A worried observer in the year 2016 might understand this frustration. At the time, they easily could have tracked skyrocketing fatherlessness, historic debt levels, a swelling population of mentally ill vagrants, collapsing police morale, a porous border, multiple decades-long military stalemates, increasing racial hostilities, mass deaths of despair, and a public so hungry for serious change we wavered between Bernie Sanders and Trump for president. An observer of this might have thought, “Surely this moment will bring clarity.”
It didn’t, and less than four years later, our churches were forced closed, our schools turned away the children, our “science” was co-opted, our hospitals kept us from our wives and our dying loved ones, our cemeteries rejected their mourners, our government worked daily with corporate leaders to censor dissent, and our own neighbors informed on those who stepped out of line.
But then the systems our rotten institutions are charged with maintaining finally began to fail. And maybe — maybe — we might wake up this time. Because that’s what we need: a major project of dedicated renewal by a people who understand the state we’re in and the stakes of our project.
The citizens of the American colonies might have lacked the breadth of knowledge we so easily access today, but among that people, the most widely recognized works were those of Shakespeare and the King James Bible. These are the sorts of friends you need when you decide to wake up and repair your foundations.
Who are our friends today? These great works still exist, but just as the founders won’t flick a switch and save us, neither will the works of an English playwright. The resources in a more interconnected age will undoubtedly be more myriad.
They might include a popular book that spreads the untold word of the suffering in our working classes or an essay on painfully coming to the understanding our systems are broken through the unnecessary death of a child. The champions might take the form of a public leader who openly fights the corporations that rule their town or state, or maybe a member of the ruling class who throws open the doors and tells the people just how corrupt their mansions are.
And they might not come yet. We know our country could sink lower and continue existing, if not recover. What if this isn’t quite the moment of clarity our country needs? Where will we go from here?

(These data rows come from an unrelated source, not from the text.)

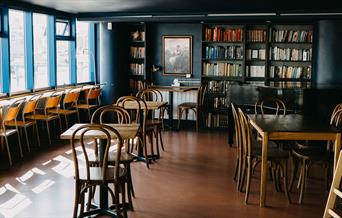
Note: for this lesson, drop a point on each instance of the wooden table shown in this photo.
(127, 131)
(291, 127)
(171, 90)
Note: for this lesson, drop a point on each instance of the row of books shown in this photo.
(256, 35)
(290, 54)
(220, 34)
(216, 120)
(138, 35)
(137, 52)
(255, 71)
(291, 36)
(291, 84)
(137, 69)
(136, 84)
(290, 72)
(224, 52)
(222, 69)
(220, 86)
(256, 54)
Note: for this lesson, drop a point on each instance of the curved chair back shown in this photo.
(275, 105)
(104, 132)
(119, 114)
(12, 111)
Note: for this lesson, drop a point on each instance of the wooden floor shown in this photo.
(193, 178)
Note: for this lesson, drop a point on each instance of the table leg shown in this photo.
(263, 170)
(337, 149)
(171, 110)
(103, 190)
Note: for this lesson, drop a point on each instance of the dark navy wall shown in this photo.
(111, 62)
(328, 64)
(157, 31)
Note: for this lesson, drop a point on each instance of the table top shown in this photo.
(127, 131)
(151, 105)
(176, 88)
(291, 123)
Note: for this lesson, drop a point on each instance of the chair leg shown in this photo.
(37, 133)
(27, 141)
(180, 111)
(286, 190)
(249, 174)
(8, 151)
(294, 172)
(303, 180)
(48, 130)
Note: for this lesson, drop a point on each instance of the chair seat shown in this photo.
(96, 174)
(42, 117)
(85, 106)
(20, 123)
(7, 132)
(63, 111)
(187, 105)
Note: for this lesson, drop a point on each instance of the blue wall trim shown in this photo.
(5, 77)
(92, 60)
(52, 50)
(73, 77)
(29, 51)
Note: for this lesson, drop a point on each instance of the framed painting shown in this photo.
(177, 55)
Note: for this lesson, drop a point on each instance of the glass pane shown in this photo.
(17, 50)
(83, 52)
(63, 62)
(40, 51)
(62, 28)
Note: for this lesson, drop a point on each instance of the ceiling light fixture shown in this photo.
(310, 14)
(241, 15)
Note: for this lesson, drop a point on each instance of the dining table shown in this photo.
(126, 131)
(291, 127)
(171, 90)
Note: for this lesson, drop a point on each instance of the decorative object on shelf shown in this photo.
(155, 68)
(177, 55)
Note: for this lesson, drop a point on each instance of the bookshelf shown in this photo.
(259, 54)
(137, 56)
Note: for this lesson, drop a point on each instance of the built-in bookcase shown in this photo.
(137, 56)
(257, 54)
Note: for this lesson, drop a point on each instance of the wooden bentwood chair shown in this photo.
(150, 94)
(116, 114)
(10, 116)
(196, 107)
(251, 150)
(87, 176)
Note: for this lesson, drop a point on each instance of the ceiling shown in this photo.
(149, 7)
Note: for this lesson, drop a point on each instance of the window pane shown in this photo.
(17, 50)
(63, 62)
(40, 51)
(83, 52)
(62, 27)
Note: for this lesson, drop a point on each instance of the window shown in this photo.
(17, 50)
(63, 27)
(63, 62)
(40, 51)
(83, 53)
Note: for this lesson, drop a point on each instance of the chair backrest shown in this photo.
(150, 94)
(86, 152)
(200, 95)
(70, 98)
(12, 111)
(118, 114)
(270, 104)
(245, 133)
(237, 127)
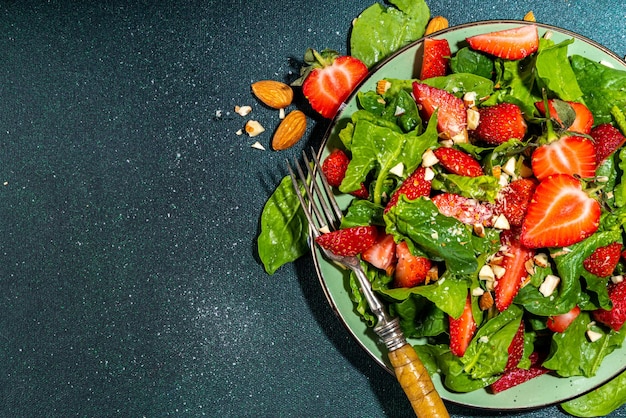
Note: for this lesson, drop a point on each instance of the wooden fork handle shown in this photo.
(416, 382)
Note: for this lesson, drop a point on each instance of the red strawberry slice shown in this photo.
(499, 123)
(518, 376)
(607, 139)
(559, 323)
(436, 57)
(334, 168)
(462, 330)
(560, 214)
(574, 155)
(411, 270)
(382, 254)
(413, 187)
(515, 256)
(329, 80)
(509, 44)
(615, 317)
(458, 162)
(513, 200)
(582, 123)
(464, 209)
(349, 241)
(603, 260)
(452, 114)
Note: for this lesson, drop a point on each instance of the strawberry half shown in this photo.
(499, 123)
(411, 270)
(435, 59)
(560, 214)
(413, 187)
(615, 317)
(328, 79)
(451, 115)
(515, 256)
(462, 330)
(509, 44)
(458, 162)
(607, 139)
(349, 241)
(603, 260)
(574, 155)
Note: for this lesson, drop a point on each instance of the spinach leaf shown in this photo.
(284, 228)
(379, 31)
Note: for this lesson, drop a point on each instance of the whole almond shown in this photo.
(275, 94)
(290, 130)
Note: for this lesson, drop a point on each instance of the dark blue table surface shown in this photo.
(129, 280)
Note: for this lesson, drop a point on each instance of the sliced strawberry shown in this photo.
(509, 44)
(582, 123)
(499, 123)
(560, 214)
(462, 330)
(603, 260)
(349, 241)
(413, 187)
(329, 79)
(515, 256)
(574, 155)
(411, 270)
(518, 376)
(334, 168)
(458, 162)
(516, 348)
(382, 254)
(464, 209)
(615, 317)
(436, 57)
(513, 200)
(451, 115)
(559, 323)
(607, 139)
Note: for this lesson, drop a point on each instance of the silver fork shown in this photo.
(324, 215)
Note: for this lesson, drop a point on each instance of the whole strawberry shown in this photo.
(499, 123)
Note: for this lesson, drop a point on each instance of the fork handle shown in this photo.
(416, 382)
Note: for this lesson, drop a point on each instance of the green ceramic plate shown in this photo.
(541, 391)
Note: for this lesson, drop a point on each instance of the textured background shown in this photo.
(129, 280)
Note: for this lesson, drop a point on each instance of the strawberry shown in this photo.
(560, 214)
(458, 162)
(464, 209)
(435, 59)
(328, 79)
(615, 317)
(462, 330)
(413, 187)
(603, 260)
(349, 241)
(607, 139)
(514, 262)
(499, 123)
(559, 323)
(518, 376)
(382, 254)
(574, 155)
(451, 114)
(411, 270)
(509, 44)
(516, 348)
(583, 121)
(513, 200)
(334, 168)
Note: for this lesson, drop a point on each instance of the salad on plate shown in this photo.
(485, 196)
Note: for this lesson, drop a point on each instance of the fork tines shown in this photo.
(322, 210)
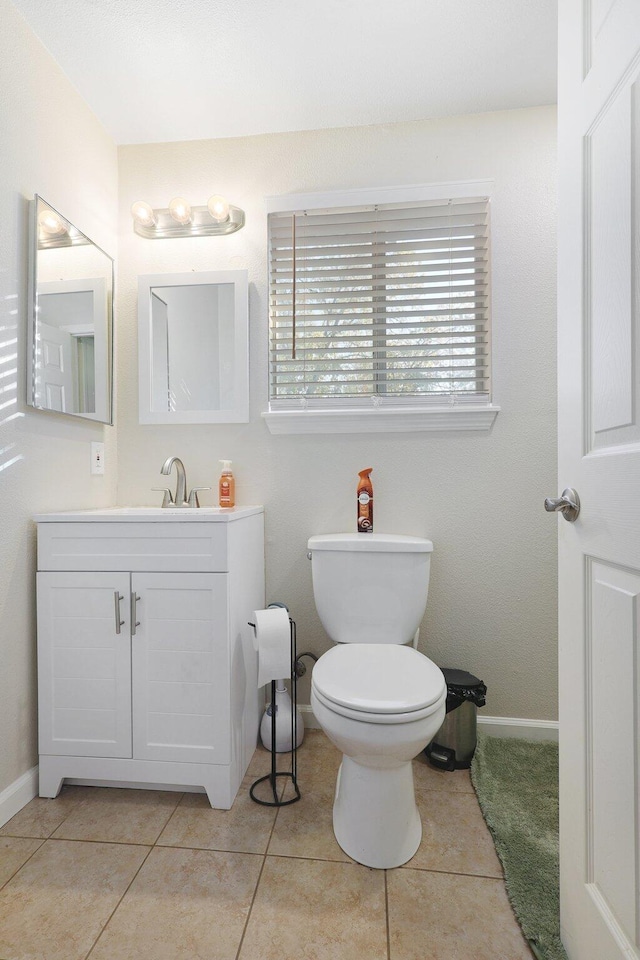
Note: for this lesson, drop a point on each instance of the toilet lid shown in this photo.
(378, 678)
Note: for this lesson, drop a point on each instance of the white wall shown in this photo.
(51, 144)
(492, 603)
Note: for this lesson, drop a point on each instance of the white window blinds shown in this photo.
(384, 304)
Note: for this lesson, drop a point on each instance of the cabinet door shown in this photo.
(181, 667)
(84, 664)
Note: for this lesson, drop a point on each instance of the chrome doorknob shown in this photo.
(568, 504)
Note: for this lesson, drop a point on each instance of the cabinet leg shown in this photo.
(49, 781)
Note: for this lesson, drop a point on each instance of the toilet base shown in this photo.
(375, 817)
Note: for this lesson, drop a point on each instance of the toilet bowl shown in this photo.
(379, 701)
(380, 705)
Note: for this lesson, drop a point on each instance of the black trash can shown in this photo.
(454, 744)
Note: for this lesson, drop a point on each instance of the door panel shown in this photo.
(84, 665)
(181, 668)
(599, 455)
(612, 730)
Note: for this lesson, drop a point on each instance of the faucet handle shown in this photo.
(167, 500)
(193, 496)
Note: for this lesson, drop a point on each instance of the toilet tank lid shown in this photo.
(370, 543)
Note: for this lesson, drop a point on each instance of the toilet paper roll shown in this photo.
(272, 640)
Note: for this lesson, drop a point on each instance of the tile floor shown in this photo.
(111, 874)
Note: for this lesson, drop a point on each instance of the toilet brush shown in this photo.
(283, 722)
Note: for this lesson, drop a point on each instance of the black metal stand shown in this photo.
(293, 773)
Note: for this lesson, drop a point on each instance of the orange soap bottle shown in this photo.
(227, 486)
(365, 502)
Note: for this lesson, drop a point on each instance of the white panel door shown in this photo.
(599, 456)
(55, 360)
(84, 664)
(180, 658)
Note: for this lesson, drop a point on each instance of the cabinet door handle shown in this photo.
(134, 623)
(117, 597)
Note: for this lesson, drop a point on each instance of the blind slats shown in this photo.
(380, 302)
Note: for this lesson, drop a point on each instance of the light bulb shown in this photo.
(51, 224)
(218, 207)
(180, 210)
(143, 213)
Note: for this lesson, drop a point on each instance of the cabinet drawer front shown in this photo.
(84, 665)
(179, 547)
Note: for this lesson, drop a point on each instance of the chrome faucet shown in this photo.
(181, 486)
(180, 499)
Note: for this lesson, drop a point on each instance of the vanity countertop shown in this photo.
(151, 514)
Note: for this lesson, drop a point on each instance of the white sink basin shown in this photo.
(153, 514)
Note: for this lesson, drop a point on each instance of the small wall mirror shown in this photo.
(193, 358)
(70, 359)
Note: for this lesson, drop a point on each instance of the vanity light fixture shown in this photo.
(180, 219)
(180, 210)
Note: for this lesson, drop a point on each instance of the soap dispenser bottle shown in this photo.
(227, 486)
(365, 502)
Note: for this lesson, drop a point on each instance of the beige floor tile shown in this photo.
(245, 828)
(42, 816)
(317, 910)
(318, 759)
(55, 906)
(116, 815)
(183, 905)
(14, 851)
(455, 837)
(305, 829)
(260, 763)
(430, 778)
(435, 916)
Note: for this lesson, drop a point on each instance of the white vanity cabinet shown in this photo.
(147, 671)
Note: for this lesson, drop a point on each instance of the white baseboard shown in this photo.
(493, 726)
(519, 728)
(18, 794)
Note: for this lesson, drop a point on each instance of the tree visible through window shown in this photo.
(382, 304)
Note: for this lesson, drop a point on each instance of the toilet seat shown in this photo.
(378, 683)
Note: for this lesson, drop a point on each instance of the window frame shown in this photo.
(367, 415)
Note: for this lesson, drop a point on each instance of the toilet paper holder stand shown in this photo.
(272, 776)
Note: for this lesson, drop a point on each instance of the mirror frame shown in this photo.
(32, 320)
(239, 412)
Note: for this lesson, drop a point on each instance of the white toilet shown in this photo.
(378, 701)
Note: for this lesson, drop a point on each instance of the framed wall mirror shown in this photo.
(70, 323)
(193, 356)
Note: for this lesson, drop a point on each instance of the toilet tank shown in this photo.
(370, 587)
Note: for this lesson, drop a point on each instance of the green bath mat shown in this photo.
(517, 786)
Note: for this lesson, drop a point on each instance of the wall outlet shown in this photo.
(97, 458)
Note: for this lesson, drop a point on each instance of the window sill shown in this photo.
(424, 420)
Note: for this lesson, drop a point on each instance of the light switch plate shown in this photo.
(97, 458)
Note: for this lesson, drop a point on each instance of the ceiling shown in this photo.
(162, 70)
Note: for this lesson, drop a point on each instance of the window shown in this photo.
(380, 307)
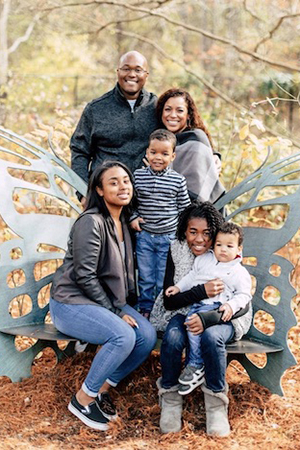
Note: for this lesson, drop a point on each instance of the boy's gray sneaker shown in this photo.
(190, 378)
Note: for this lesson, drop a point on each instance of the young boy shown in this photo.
(224, 263)
(162, 194)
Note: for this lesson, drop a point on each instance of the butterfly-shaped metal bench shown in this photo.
(37, 209)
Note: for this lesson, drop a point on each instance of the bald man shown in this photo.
(117, 125)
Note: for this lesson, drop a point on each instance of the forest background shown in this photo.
(240, 60)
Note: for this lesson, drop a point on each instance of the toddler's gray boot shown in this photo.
(216, 408)
(171, 408)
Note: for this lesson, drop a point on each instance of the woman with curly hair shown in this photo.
(197, 228)
(195, 159)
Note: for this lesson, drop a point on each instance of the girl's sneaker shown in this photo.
(190, 378)
(106, 406)
(90, 415)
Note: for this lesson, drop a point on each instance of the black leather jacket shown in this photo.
(93, 270)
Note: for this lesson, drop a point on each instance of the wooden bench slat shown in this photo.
(252, 346)
(46, 331)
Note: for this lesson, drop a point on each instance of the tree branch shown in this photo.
(25, 36)
(274, 29)
(191, 28)
(206, 83)
(252, 14)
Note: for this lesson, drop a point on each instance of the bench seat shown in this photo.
(44, 331)
(48, 332)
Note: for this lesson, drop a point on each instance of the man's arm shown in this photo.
(80, 144)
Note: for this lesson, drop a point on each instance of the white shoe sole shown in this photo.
(196, 377)
(86, 420)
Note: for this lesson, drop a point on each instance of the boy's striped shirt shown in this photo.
(161, 197)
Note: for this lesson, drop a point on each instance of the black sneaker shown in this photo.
(106, 406)
(90, 415)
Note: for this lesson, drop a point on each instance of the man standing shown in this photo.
(117, 125)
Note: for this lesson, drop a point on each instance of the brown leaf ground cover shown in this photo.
(33, 413)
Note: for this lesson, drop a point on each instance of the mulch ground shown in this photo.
(34, 415)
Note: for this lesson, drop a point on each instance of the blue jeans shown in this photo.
(213, 345)
(123, 348)
(195, 354)
(151, 252)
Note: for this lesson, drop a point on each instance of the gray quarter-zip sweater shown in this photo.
(108, 129)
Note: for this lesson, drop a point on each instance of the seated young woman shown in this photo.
(90, 292)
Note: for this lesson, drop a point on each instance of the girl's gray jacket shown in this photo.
(93, 271)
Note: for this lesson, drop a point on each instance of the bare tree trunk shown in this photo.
(4, 12)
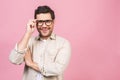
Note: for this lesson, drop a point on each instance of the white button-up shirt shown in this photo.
(52, 57)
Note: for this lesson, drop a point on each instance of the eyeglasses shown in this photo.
(41, 22)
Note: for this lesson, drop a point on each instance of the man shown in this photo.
(46, 55)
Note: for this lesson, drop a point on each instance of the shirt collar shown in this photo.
(52, 37)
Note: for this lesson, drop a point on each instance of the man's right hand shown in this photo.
(31, 25)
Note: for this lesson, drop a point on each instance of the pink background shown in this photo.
(92, 27)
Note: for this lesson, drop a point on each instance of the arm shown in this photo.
(59, 65)
(17, 54)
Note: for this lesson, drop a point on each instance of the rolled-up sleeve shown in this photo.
(17, 56)
(61, 61)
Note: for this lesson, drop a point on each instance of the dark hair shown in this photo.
(44, 9)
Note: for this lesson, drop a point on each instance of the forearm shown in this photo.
(34, 66)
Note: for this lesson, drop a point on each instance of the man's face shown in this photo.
(45, 24)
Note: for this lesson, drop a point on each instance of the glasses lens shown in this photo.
(41, 22)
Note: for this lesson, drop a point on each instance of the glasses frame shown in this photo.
(44, 21)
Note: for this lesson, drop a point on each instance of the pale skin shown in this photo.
(31, 26)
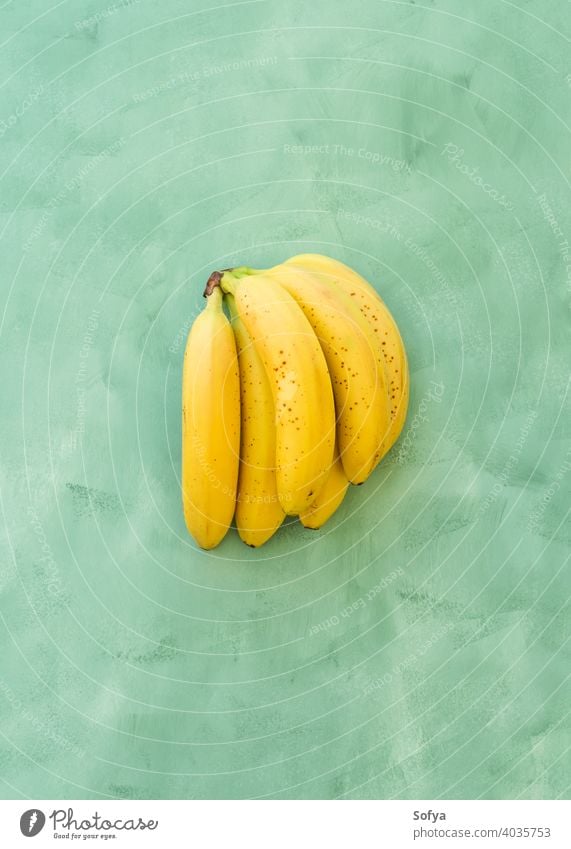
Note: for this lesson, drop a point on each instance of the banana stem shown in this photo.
(214, 299)
(227, 279)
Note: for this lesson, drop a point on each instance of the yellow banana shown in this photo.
(301, 389)
(357, 373)
(329, 499)
(258, 510)
(210, 425)
(383, 324)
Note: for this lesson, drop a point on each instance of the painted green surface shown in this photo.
(417, 647)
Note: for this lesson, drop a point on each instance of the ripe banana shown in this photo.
(210, 425)
(330, 497)
(383, 324)
(301, 388)
(258, 510)
(356, 367)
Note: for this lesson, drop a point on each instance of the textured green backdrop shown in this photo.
(415, 648)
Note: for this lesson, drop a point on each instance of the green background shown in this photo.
(417, 647)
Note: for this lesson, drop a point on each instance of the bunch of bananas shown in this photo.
(300, 393)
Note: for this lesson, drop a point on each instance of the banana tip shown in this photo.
(212, 282)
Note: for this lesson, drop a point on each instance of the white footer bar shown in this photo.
(286, 824)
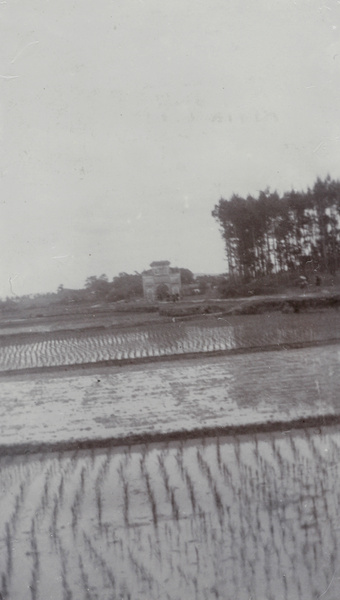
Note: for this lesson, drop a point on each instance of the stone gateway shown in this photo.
(161, 282)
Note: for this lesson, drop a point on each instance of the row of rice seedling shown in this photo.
(252, 517)
(165, 339)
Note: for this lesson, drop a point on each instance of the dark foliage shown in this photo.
(296, 232)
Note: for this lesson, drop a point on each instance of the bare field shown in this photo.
(246, 517)
(115, 402)
(166, 339)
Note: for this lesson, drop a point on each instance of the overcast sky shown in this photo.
(124, 121)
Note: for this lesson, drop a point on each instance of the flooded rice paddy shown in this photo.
(177, 338)
(252, 517)
(113, 402)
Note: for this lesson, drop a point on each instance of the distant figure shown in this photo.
(303, 282)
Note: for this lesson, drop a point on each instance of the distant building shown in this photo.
(161, 281)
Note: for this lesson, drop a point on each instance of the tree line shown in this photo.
(274, 233)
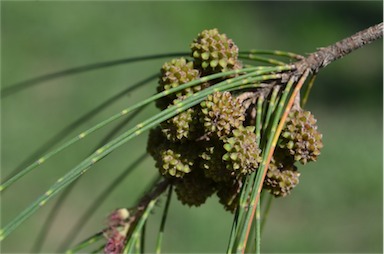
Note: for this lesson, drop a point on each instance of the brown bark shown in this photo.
(325, 56)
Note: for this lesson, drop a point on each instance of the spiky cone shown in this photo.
(175, 160)
(194, 188)
(242, 153)
(182, 127)
(300, 137)
(281, 178)
(229, 194)
(175, 73)
(221, 113)
(212, 162)
(214, 52)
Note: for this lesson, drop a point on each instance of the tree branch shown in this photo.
(325, 56)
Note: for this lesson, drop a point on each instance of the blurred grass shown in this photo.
(336, 208)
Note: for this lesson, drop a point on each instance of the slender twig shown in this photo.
(325, 56)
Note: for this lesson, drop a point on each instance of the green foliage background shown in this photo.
(337, 207)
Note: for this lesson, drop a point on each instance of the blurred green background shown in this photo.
(337, 207)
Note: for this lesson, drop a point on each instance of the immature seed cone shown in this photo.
(281, 178)
(175, 160)
(243, 154)
(214, 52)
(220, 113)
(229, 193)
(300, 136)
(173, 74)
(212, 162)
(194, 188)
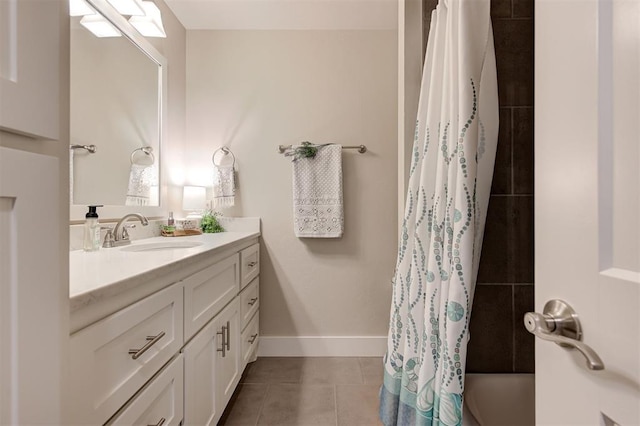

Then again, the beginning might already have come. That wouldn’t be without precedent: From the Thirty Years War, to John Brown’s raid on Harpers Ferry, to the twisting start of the First World War, mankind has a knack for knowing something big is coming while still missing the spark that sets it off.
Whether it’s already been sparked or is still waiting for a light, dramatic action is coming our way. Our foundations are infirm, and our house cannot stand. Not everyone will have an active role to play, but know this: We must be clear-eyed about our reality. We cannot blame it on Republicans or Democrats, this administrator or that bureaucrat, this mistake or that folly. We must look at the systems behind the people, and also in toward ourselves. Do we recognize what we see?
There’s a problem, and reading the Constitution on the floor of the House isn’t going to fix it. That means that more than book or politician or oligarch, we’ll need each other — each other, finally a true moment of clarity, and a revival.